向井:コナー(・ウィルソン/演出補)にこれを言ったら怒られたんですけど、「アロホモラ」というドアの鍵を開ける魔法が好きで。扉が開くってすごく爽快な気持ちになりますし、劇中ではすごいインパクトでバーンと開くので、毎回気持ちいいですね(笑)。

向井理
――共演者の皆さんとのエピソードや雰囲気など教えていただけますか?
石丸:稽古場で皆さんと初めて会って、長い稽古を積んできました。2チームぐらいいますので、チームが入れ替わり立ち替わり、いろいろなコンビネーションでやってきたものが、いよいよ6月・7月と舞台に上がって、皆さんの前にお見せすることになったんですけども、そこからお客様の前で演じることによって、新たな刺激が加わって。
特に若い世代は、日ごとにぐんぐん個性を出しています。幕が開いたときから、ものすごい進歩を遂げて、毎日舞台をやっているんですね。それに刺激を受けて、僕ら大人チームもますますいろいろな技や表現が繰り出されてきて、一度見ただけではおいていかれますよ! また観なくちゃいけません。そのぐらい変化に富んでいる、そしてそんな仲間たちです。

石丸幹二、向井理(左から)
――舞台を作る皆さんが、出演者の方だけではなく技術チームも含めて本当に絆が深いなと感じますが、いかがでしょうか?
向井:やっぱり大きなカンパニーだと思いますけど、毎回やることのハードルがすごく高い分、本当に一瞬でも間違えるとショーストップがかかるような、結構繊細な……大胆かつ繊細な芝居なので、それを毎回毎回クリアしていくという感覚がみんなの中にあります。そういう意味では、本当に共演者とスタッフの関係もあり、戦友のような関係なのかなと感じています。

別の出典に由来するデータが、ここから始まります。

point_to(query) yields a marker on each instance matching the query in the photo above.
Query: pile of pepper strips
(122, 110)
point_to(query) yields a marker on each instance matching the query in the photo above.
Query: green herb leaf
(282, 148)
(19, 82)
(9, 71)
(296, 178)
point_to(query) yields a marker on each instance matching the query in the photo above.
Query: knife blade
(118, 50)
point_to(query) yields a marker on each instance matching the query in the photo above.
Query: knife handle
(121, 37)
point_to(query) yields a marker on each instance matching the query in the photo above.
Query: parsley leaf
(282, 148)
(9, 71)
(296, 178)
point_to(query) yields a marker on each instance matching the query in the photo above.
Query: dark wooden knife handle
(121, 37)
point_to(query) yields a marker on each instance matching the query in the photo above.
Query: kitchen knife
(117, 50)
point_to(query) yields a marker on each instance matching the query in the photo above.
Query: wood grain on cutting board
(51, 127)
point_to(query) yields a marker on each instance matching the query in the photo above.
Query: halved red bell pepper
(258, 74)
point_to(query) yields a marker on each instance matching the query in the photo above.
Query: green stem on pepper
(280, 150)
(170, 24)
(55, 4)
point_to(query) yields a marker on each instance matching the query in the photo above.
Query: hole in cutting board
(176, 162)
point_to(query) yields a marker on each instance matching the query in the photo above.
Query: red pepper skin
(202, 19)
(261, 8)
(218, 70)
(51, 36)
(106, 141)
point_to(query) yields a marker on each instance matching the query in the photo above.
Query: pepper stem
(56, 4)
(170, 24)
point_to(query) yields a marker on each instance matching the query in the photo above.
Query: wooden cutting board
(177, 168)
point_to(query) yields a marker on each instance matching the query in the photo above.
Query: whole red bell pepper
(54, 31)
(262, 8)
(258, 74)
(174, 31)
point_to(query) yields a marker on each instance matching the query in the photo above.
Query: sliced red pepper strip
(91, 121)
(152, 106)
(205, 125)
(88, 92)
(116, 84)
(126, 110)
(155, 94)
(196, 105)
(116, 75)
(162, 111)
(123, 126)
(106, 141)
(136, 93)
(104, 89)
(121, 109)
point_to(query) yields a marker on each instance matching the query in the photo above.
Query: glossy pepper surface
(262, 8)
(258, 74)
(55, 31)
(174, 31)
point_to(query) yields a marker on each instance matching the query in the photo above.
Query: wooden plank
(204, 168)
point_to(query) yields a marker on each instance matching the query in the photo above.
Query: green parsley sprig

ホグワーツ魔法魔術学校4寮をモチーフにした4色のツリーがお目見え
――ロングラン公演ということで、体調を整えるために気をつけていることや、欠かさず行っていることはありますか?
向井:そうですね。とてもハードな舞台でして、ハリーだけじゃなく、セリフがあるなしに関わらずキャストみんな、スタッフも、走り回っている舞台です。稽古中にすごく体重が減ってしまって、とにかく食べてます。毎回体重が減るので、スタミナをつけるために食べないと、声が出なくなる。やっていることは壮大ですけど、人力でやってる部分もかなりあるんです。僕らもワイヤーなしで飛んでいますし、体幹も体力がないと乗り越えられないので、とにかく食べることを意識しています。
石丸:理くんも言っていましたが、体力維持プラス、自分の体のメンテナンスですね。始まる前にアドバイスをもらったんですが、今は楽屋のアイスバスに毎日入っています。(藤原)竜也くんもそれに入っている映像がありましたけれども、それに僕は毎日入って、クールダウンする。それからしっかり寝ることを怠らないようにしています。

クリスマスツリーの前に立つ、石丸幹二(左)と向井理
――クリスマスはお忙しくてなかなか楽しめないかもしれませんが……どういったことを楽しみたいですか?
向井:幹二さん、イブですよね。僕は25日ですから、ここにいます(笑)。
石丸:お客様をお迎えする側です。仕事ではありますけども、その空間を楽しんで過ごしたいなと思います。
向井:仕事というのもありますけど、これだけ大変な舞台なので、なるべく共演者と少しでも空気感を味わえたらいいなと思います。
――もし魔法が使えたらどんな魔法を使いたいですか?
向井:使えますよ。劇場の中だけですけど(笑)。すぐ疲れが飛ぶ……これをいうと、なかなか酷な舞台だと思われるんですけど、やっぱり本当に体力勝負なので、疲れない体がほしいですね。
石丸:できたら最高の舞台が毎日できる魔法を使いたいですね。もちろんお客様が喜んでくれるのを毎日僕たちも見ているんですけど、みんなで一つの作品をお客様と作り上げる時間が長く続けばいいなと。そういう魔法を使いたいです。